In the Resolution[22]
dated July 14, 2004, the Court denied the petition, thus:
Considering the allegations, issues, and
arguments adduced in the petition for review on certiorari of the decision and
resolution of the Sandiganbayan dated July 25, 2003 and September 24, 2003,
respectively, the Court further Resolves to DENY the petition for
failure of the petitioners to sufficiently show that the Sandiganbayan
committed any reversible error in the challenged decision and resolution as to
warrant the exercise by this Court of its discretionary appellate jurisdiction
in this case.
However, upon motion for
reconsideration, the Court, in its Resolution[23]
of January 26, 2005, reinstated and gave due course to the petition. We now take a second look at this case and the
facts and circumstances obtaining herein.

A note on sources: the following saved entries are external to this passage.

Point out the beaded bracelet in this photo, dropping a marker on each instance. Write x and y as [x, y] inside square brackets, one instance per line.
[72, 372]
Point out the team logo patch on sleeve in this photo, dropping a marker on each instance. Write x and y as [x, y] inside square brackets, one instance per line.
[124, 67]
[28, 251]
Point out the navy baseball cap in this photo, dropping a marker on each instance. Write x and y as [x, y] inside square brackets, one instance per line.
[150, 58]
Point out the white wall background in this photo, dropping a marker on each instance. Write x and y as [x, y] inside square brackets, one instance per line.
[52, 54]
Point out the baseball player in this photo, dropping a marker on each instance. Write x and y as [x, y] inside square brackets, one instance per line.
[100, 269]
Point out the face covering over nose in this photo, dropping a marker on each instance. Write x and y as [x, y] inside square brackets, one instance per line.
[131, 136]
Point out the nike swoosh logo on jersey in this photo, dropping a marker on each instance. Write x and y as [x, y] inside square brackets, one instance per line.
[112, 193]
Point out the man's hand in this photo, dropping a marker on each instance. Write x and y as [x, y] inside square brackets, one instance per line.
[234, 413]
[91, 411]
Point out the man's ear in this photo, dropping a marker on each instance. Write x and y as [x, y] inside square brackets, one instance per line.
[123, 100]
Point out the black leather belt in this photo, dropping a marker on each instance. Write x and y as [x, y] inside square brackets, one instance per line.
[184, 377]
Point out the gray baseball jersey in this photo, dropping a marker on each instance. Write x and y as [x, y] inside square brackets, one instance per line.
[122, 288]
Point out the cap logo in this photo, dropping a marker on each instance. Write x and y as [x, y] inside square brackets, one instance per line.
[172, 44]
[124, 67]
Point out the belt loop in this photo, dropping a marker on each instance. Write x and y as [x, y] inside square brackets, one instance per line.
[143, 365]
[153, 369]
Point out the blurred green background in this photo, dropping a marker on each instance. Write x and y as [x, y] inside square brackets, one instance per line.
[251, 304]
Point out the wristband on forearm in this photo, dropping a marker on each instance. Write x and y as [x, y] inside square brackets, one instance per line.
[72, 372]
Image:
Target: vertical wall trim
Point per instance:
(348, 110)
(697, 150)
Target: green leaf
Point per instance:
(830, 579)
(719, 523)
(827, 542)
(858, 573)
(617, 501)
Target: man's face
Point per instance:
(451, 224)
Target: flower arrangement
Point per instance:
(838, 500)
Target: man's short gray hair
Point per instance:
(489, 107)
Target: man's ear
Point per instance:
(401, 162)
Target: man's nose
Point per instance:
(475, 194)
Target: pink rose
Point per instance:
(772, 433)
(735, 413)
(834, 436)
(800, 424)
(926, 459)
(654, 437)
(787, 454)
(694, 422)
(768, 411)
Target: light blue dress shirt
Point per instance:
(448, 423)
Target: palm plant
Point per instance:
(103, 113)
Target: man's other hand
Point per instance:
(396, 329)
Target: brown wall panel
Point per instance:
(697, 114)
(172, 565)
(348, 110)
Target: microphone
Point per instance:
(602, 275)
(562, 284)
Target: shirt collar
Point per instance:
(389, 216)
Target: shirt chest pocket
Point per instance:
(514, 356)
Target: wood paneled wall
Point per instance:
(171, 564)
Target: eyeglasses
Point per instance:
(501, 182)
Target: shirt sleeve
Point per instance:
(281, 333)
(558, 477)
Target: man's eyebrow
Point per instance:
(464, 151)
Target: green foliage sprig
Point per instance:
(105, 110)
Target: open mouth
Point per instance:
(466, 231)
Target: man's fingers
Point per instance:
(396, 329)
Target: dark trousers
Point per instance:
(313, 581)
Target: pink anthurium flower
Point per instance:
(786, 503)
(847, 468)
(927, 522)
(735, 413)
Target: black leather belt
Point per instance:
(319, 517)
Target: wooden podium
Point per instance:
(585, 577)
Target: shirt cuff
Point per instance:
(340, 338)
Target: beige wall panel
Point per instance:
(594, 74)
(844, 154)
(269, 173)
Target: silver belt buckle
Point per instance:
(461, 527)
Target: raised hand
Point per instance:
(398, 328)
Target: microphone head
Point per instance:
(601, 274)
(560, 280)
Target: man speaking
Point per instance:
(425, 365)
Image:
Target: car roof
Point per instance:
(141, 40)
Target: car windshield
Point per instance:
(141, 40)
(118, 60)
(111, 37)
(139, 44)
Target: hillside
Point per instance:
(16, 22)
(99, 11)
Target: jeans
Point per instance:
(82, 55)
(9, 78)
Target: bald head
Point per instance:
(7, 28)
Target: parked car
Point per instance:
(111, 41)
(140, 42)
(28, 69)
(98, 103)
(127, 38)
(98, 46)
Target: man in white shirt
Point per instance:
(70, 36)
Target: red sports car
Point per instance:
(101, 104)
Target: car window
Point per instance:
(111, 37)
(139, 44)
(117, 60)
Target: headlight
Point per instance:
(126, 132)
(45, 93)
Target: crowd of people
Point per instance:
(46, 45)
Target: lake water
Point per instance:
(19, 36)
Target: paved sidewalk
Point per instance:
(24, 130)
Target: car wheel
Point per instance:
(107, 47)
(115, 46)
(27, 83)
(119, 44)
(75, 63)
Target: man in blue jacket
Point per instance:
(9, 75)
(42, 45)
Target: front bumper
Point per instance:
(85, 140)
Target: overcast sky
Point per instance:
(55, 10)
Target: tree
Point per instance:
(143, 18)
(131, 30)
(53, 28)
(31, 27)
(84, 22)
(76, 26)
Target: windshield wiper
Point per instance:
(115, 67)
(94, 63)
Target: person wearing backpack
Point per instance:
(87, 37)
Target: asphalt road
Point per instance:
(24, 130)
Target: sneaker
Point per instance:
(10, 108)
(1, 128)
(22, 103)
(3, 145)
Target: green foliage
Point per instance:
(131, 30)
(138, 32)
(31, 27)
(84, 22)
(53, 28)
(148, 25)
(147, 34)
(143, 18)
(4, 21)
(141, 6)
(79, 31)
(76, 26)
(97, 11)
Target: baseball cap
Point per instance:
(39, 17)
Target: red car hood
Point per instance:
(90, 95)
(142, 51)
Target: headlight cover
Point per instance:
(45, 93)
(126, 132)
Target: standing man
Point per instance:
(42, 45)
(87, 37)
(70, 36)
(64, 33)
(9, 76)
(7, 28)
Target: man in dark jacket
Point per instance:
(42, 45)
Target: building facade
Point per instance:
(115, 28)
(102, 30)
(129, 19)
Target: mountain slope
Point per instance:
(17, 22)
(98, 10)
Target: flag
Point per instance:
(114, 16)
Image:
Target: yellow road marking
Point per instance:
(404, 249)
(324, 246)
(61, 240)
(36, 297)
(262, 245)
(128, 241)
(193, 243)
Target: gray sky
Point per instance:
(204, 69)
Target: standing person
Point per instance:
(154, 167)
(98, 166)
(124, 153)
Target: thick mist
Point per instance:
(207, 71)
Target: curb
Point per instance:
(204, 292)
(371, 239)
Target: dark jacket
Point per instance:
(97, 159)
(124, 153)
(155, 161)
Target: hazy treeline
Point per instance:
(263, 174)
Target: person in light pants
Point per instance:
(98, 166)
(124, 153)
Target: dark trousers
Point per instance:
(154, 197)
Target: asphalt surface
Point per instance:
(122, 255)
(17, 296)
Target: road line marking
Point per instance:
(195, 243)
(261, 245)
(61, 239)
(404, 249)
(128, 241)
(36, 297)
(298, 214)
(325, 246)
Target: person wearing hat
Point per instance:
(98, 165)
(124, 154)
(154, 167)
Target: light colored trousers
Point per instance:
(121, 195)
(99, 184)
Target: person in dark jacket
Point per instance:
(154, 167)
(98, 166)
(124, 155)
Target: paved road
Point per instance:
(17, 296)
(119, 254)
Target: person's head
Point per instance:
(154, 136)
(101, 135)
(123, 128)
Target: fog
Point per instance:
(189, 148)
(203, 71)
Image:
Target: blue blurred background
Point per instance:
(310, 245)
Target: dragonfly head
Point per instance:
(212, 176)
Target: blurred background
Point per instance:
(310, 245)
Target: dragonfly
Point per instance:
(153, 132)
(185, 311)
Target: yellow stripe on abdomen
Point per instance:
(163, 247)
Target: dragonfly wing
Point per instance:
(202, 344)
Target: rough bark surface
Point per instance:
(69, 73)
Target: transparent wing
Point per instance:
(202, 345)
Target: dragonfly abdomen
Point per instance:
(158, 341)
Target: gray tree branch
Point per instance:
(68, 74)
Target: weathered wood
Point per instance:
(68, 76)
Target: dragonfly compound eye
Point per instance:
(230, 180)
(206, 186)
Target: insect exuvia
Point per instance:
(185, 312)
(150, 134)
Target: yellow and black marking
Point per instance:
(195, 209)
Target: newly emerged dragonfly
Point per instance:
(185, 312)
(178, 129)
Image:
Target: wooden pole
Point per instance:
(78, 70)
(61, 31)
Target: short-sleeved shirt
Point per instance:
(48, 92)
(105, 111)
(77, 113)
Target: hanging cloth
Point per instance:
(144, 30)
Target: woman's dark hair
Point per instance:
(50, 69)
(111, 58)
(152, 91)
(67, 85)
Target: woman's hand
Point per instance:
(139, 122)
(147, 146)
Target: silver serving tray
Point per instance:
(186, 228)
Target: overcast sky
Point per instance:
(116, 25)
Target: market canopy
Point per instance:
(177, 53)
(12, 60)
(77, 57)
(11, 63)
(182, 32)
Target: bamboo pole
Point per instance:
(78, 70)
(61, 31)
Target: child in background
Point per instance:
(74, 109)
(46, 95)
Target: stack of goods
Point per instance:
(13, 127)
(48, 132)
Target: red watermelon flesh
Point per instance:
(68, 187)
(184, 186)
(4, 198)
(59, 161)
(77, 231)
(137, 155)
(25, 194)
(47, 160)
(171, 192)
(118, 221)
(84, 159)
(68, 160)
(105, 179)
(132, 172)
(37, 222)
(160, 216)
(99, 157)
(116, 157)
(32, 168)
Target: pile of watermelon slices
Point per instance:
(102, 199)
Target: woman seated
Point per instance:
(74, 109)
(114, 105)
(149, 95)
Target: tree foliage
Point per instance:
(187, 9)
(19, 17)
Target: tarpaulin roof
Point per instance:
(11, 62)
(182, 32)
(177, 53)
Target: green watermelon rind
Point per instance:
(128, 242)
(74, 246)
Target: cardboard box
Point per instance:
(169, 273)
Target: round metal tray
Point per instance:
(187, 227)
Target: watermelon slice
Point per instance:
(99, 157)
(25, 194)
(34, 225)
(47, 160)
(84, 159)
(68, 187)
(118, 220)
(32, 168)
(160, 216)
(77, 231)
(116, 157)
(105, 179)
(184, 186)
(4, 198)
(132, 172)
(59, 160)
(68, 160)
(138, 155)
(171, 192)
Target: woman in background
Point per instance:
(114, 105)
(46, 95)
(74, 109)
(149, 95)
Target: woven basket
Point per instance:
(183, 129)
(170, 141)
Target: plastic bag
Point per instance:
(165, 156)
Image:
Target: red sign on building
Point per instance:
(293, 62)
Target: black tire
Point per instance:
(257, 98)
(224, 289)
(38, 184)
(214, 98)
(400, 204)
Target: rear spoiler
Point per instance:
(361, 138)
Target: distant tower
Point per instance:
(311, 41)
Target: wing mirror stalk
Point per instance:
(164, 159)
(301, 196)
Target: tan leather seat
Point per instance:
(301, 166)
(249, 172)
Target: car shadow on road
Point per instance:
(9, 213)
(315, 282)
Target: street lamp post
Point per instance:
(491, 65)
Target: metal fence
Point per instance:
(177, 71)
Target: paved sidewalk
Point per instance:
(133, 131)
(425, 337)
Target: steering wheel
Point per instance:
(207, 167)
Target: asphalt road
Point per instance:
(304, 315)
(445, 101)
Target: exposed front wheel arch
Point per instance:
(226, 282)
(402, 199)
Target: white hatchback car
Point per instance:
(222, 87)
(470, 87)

In handing down a verdict of guilty,
the Sandiganbayan appreciated against petitioner the following factual
circumstances:
1. Petitioner did not deny having signed
as subscribing officer the thirteen Joint
Affidavits;
2. Even as petitioner admitted that he
signed as subscribing officer the subject Joint
Affidavits, he denied that he knew Roberto Querubin and Roberto Aniceto,
the affiants therein;
3. A Joint Affidavit is an indispensable
requirement in an application for a tax declaration;
4. It was upon the submission of the Joint Affidavits, Affidavits of Ownership, Certification from CENRO and the sketch
plan that Tax Declarations were issued in favor of the thirteen applicants for
Tax Declaration;
5. Of the thirteen applicants for Tax
Declarations, three were minor children of petitioner; one was a two-month old
child of Municipal Treasurer Cecilia Legrama; and, three were the children of
Assistant Municipal Treasurer Romulo Madarang;
6. None of the 7 children were more than
thirty years old, yet, there was a declaration in the Affidavits of Ownership that the affiants were in possession of the
subject lot for more than thirty years;
7. Two of the alleged applicants for tax
declaration, Elsie de Dios and Efren Tayag, never applied for the issuance of a
Tax Declaration in their favor nor filed any document relative to the said
application;
8. Petitioner issued a Mayor’s Certification
dated February 19, 1996 attesting that the thirteen applicants for Tax
Declaration were the actual occupants of Lot No. 5504 and had been in
possession of the same for more than thirty years; and,
9. The applicants for Tax Declaration executed
a Special Power of Attorney giving Madarang the authority to sell the land
subject thereof and to receive the proceeds of the sale.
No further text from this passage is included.